W Szczecinie byłem o godzinie 18:02 jako pierwszą miejscową atrakcję postanowiłem zobaczyć REGIOautomaty biletowe Przewozów Regionalnych. Automaty usytuowane są w małym pokoiku przy zejściu z miasta na perony. Oba automaty przyjmują płatności kartą gotówką bilonem i banknotami. Co ciekawe i frustrujące w automacie nie ma możliwości zakupu biletów według taryfy RAZEM czyli z REGIOkartą, dodatkowo niestety nie można zmieniać ustalonej przez automat trasy przejazdu co niestety utrudnia pracę na automacie. Sam automat jest szybki i łatwy w obsłudze jeśli wybieramy trasę najbliższą bez używania kombinacji tras.

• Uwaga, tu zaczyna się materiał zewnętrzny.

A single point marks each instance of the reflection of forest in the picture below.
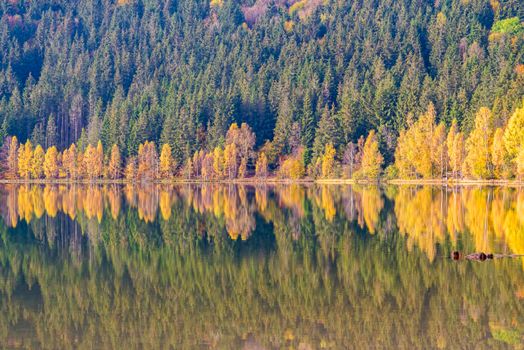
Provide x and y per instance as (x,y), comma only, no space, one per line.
(314,267)
(427,216)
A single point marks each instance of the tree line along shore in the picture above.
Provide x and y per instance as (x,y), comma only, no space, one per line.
(426,151)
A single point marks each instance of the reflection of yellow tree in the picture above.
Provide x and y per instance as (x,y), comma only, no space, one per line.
(114,198)
(51,201)
(165,204)
(477,217)
(372,204)
(25,205)
(420,216)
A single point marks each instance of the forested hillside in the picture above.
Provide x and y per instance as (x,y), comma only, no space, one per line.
(302,74)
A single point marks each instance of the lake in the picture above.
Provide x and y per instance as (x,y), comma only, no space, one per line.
(260,267)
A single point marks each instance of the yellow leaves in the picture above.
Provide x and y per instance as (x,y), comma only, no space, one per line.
(166,162)
(261,167)
(25,156)
(495,5)
(130,170)
(12,159)
(218,162)
(514,133)
(216,3)
(147,168)
(51,163)
(230,160)
(418,147)
(114,167)
(37,162)
(441,20)
(457,154)
(288,26)
(293,167)
(478,145)
(297,6)
(519,69)
(328,161)
(498,154)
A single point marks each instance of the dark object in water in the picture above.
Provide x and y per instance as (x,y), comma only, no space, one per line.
(456,255)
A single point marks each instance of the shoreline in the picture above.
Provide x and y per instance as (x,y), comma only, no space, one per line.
(276,181)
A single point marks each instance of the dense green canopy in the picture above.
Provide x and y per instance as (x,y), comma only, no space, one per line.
(180,71)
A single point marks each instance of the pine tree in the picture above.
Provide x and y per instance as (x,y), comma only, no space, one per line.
(372,160)
(328,132)
(308,128)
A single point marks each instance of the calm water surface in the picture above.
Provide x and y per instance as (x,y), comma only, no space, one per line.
(244,267)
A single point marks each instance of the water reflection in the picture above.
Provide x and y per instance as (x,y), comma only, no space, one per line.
(223,266)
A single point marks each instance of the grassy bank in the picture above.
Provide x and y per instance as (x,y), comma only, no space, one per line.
(276,181)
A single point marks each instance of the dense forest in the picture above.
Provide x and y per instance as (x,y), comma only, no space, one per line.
(313,84)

Kolejną częścią wycieczki, jest kolejka wąskotorowa z Gryfic kursująca na trasie Gryfice/Trzęsacz - Pogorzelica. Bardzo polecam przejazd tą kolejką jest bardzo klimatyczna i uważam, że jest to jedna z najciekawszych atrakcji powiatu Gryfickiego.Kolejka kursuje od Maja do Września.

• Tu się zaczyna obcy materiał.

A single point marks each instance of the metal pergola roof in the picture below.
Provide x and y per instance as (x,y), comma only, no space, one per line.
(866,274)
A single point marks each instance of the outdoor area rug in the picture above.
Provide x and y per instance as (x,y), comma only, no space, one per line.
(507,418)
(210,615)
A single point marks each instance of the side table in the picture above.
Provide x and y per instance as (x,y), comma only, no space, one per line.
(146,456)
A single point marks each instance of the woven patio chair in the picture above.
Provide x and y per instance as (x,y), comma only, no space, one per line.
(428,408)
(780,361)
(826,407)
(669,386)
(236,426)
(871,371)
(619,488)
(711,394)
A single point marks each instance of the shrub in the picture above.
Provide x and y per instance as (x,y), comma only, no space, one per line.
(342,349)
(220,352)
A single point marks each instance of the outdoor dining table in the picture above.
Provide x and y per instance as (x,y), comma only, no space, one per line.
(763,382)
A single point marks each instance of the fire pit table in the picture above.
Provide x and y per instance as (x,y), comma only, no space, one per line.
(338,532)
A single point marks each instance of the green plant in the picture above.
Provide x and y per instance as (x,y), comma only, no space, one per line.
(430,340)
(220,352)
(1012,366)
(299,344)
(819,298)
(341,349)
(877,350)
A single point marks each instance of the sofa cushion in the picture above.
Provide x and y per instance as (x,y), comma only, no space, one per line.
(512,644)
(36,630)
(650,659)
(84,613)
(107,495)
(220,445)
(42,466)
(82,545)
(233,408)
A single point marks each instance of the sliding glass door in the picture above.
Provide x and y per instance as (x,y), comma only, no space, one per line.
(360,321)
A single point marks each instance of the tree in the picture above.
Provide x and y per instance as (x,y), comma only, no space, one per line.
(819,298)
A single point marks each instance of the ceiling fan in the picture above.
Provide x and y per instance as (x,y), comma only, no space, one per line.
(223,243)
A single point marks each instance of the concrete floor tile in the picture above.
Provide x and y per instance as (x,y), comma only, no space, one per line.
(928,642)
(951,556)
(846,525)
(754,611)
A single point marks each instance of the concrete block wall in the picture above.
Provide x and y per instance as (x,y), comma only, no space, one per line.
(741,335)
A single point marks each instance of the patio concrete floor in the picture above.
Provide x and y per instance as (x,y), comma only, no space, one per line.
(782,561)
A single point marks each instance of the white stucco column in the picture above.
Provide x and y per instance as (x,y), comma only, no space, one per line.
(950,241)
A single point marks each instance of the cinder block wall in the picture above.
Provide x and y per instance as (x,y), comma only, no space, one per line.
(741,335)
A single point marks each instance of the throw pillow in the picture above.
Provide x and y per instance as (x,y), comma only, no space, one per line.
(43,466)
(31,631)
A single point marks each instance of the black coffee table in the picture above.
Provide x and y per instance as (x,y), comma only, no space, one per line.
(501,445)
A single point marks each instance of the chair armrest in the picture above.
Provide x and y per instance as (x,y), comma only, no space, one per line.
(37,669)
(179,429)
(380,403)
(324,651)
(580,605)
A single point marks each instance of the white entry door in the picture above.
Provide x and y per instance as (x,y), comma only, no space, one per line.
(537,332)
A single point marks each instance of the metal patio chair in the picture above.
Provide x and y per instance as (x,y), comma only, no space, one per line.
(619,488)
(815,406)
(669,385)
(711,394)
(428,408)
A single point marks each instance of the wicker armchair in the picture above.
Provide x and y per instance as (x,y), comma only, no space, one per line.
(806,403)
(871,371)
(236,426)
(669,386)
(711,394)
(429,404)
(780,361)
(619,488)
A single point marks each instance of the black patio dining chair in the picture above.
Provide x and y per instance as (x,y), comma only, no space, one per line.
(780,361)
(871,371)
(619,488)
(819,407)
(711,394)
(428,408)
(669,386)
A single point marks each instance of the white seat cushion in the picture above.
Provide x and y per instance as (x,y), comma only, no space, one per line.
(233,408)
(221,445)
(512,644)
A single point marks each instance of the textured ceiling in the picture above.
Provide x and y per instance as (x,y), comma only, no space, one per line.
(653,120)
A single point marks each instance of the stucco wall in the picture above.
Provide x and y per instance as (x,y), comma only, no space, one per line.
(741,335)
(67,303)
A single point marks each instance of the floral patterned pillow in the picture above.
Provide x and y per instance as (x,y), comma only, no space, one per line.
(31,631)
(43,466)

Do samych Gryfic można dostać się pociągiem REGIO i tutaj kolejna CIEKAWOSTKĄ są to szynobusy zakupione od DB i kursują one na trasie Szczecin-Kołobrzeg przez Trzebiatów, trzeba przyznać, że są bardzo wygodne. W podróż powrotną wybrałem się dopiero w piątek. Niestety PKP PLK nie wypuściło po raz kolejny części pociągów interREGIO na tory, ale dla REGIOchłopaka to kolejne wyzwanie i postanowiłem wybrać się w drogę powrotną pociągami REGIO. Bilet kosztował mnie niewiele ponad 18zł a trasa była nieco inna od przejazdu pociągiem interREGIO. Niestety Zachodniopomorski Zakład Przewozów Regionalnych nie popisał się za bardzo i na trasę Szczecin-Poznań podstawił jednostkę z plastikowymi siedzeniami, początkowo było to bardzo denerwujące ale z czasem okazało się, że ów siedzenia wcale nie są aż tak nie wygodne jak by się mogło wydawać.
Warto dodać, że na stacji w Szczecina można spotkać bardzo dużo pociągów koleji niemieckich DB.

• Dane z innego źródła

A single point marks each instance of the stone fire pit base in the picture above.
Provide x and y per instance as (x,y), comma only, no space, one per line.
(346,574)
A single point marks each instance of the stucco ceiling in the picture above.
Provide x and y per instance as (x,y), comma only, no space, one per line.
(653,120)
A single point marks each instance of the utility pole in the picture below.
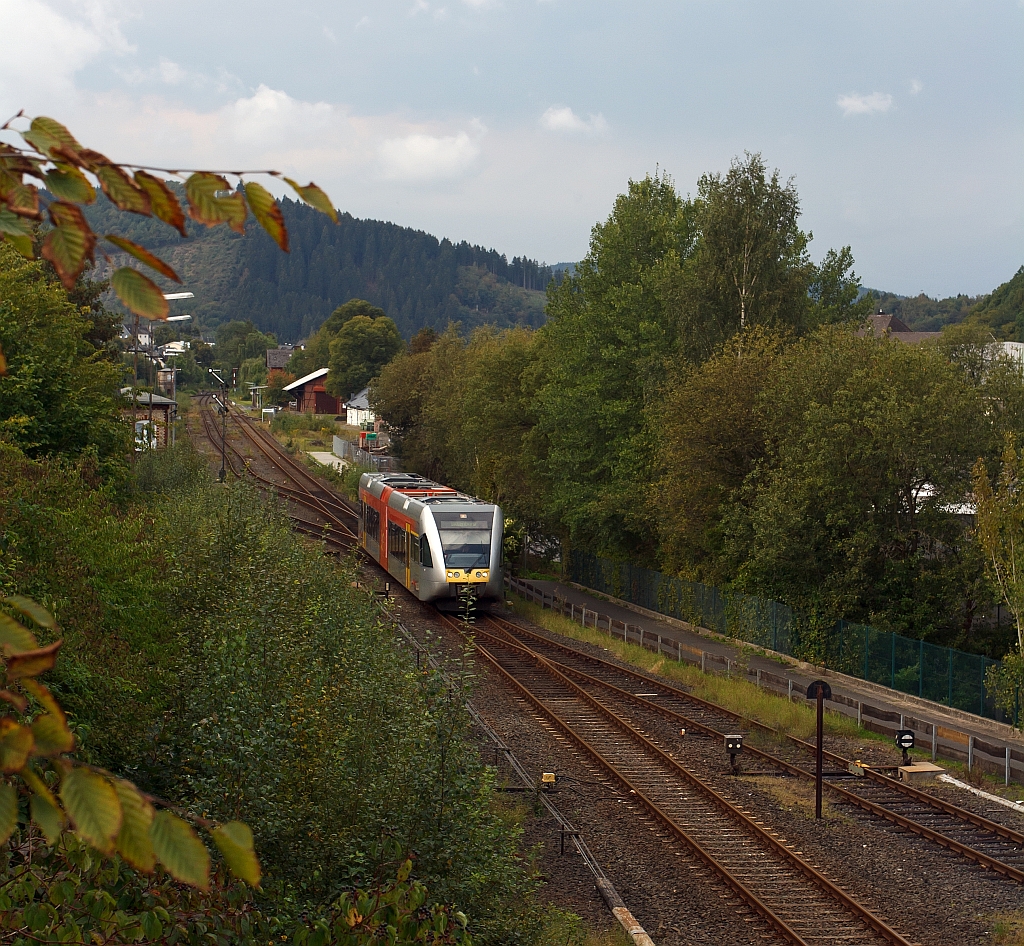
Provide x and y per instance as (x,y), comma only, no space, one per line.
(222,475)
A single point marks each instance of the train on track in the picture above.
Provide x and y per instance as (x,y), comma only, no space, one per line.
(438,543)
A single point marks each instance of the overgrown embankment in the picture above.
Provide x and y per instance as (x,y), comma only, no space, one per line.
(221,662)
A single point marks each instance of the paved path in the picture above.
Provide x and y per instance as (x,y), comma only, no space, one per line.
(877,696)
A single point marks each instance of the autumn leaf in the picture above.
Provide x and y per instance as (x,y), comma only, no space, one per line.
(122,189)
(93,807)
(133,840)
(70,244)
(163,203)
(142,255)
(14,637)
(179,850)
(45,134)
(15,744)
(314,198)
(235,842)
(69,183)
(139,293)
(8,810)
(32,662)
(267,213)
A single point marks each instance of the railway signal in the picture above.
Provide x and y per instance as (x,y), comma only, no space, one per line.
(904,741)
(733,745)
(819,691)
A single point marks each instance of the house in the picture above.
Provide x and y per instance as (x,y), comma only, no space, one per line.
(276,359)
(357,410)
(311,396)
(882,326)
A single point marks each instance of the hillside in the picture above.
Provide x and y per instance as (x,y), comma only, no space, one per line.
(417,278)
(1001,310)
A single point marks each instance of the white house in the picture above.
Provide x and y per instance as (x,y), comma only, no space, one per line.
(357,410)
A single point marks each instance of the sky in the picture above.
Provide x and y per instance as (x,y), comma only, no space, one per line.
(515,123)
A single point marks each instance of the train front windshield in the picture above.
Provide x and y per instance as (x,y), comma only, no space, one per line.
(465,539)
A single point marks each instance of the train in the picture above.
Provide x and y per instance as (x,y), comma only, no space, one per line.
(436,542)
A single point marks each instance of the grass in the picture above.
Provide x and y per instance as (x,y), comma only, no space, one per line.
(1008,929)
(734,694)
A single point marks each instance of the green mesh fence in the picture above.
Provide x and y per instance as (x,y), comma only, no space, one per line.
(940,674)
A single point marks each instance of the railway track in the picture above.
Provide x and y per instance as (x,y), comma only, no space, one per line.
(990,845)
(300,488)
(774,882)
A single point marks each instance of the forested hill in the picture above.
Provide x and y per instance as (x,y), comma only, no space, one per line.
(417,278)
(1001,310)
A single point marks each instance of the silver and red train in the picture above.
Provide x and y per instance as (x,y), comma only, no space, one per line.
(435,541)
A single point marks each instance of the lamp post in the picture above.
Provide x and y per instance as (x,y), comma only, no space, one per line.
(222,475)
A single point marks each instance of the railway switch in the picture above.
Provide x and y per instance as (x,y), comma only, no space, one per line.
(904,741)
(734,745)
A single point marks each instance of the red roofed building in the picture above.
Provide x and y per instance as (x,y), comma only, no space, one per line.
(310,394)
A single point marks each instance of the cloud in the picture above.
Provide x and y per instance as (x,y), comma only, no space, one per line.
(40,76)
(422,157)
(854,103)
(562,118)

Do Poznania dojechałem punktualnie na godzinę 13:02. Pociąg w stronę Kluczborka miał odjazdy o godzinie 15:20 więc w między czasie rozglądnąwszy się po stacji oczekiwałem godziny odjazdu z peronu 7 z którego jest bezpośrednie wyjście na miasto. W obrębie stacji w Poznaniu zauważyłem bardzo dużo poupychanych wagonów Przewozów Regionalnych, ciekawsze to te pomalowane w barwy interREGIO odstawione na bocznicy. Pociąg z Wrześni do Kluczborka przyjechał z opóźnieniem 5 minut, wyjechał spóźniony 10 minut i z takim opóźnieniem dojechał do stacji w Kluczborku. Sam przejazd odbył się bardzo spokojnie choć na początku w lekkim ścisku ale od Ostrowa Wielkopolskiego było już pusto i można było jechać w pełnym „komforcie” jak to na EZT przystało. Po drodze mijaliśmy bardzo dużo zalanych pól. Szczególnie w okolicach stacji Łęka Opatowska gdzie podtopiony teren był naprawdę duży. W Kluczborku kolejna przesiadka już na szynobus Kluczbork-Opole przez Jełową. BARDZO polecam przejazd tą trasą. Pociąg mija bardzo wiele malowniczych widoków oraz ciekawą stację w BUKOWIE którą mieszkańcy sami wyremontowali i wygląda naprawdę ciekawie. W Opolu przesiadka na pociąg REGIO do Gliwic przez Strzelce Opolskie odbyła się bez problemu pociągi mimo powodzi kursowały w miarę normalnie i nie było problemów z przesiadką.
Dzięki za uwagę i zachęcam do podróżowania koleją po Polsce bo naprawdę warto! Niebawem kolejne relacje z wycieczek, ale już tych bliższych po okolicach Śląska i Opolszczyzny.